In aparticular, we would to mention our experience with a fixative known as FACS/FIX, which was described on the Purdue Flow Listserv. It consists of 13 ml formaldehyde (37% formalin stock), 10 g glucose, and 2.5 ml 10% NaN3, all in PBS to a total volume of 500 ml. This recipe contains methanol as a stabilizer for the formalin. However, we suspected that the methanol would affect light scatter as well as the emission of FITC, PI, or PE. Though easy to make, it had the most dramatic effect on FSC/SSC channel counts we have ever seen.  After fixation in FACS/Fix, the SSC profile was shifted a full log to the right, and the FL1 profile was shifted a half-log to the right. We suspect that either the glucose or the methanol produced this marked shift in the profiles, and we do not recommend this fixative.

David's 2% paraformaldehyde recipe:

For 100 ml final volume. This can be made in as little as 2 hours.
1) Add 2 g paraformaldehye into 50 ml of 2X PBS.
2) Add enough 1N NaOH (~5 ml) to bring the pH to just over pH 8.2, and put it on a rotator or shaking platform at room temperature until parafomaldehyde is dissolved.
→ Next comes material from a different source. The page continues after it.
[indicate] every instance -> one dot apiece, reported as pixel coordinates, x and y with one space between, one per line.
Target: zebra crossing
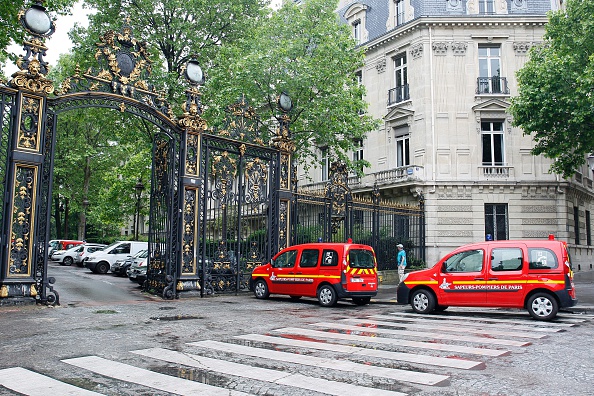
387 354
OR do not add NaOH, and heat to no higher than 60°C while stirring, until the paraformaldehyde is dissolved. 
3) After the PF goes into solution, readjust the pH back to 7.3-7.3 and add water to bring to the solution to a final concentration of 1X PBS.
4) Store foil-wrapped at 4°C.
5) Make up 1% PF-PBS as needed.

Note: Although this is a semantic issue, there is no such thing as a paraformaldehyde solution. Paraformaldehyde is poly-formaldedhyde and is a solid. When para-formaldehyde is in solution, the polyer is broken into the individual formaldehyde monomers.  However, it is common to state one fixes in a certain percentage of parafomaldehyde in PBS as it is so entrenched in contemporary methodology.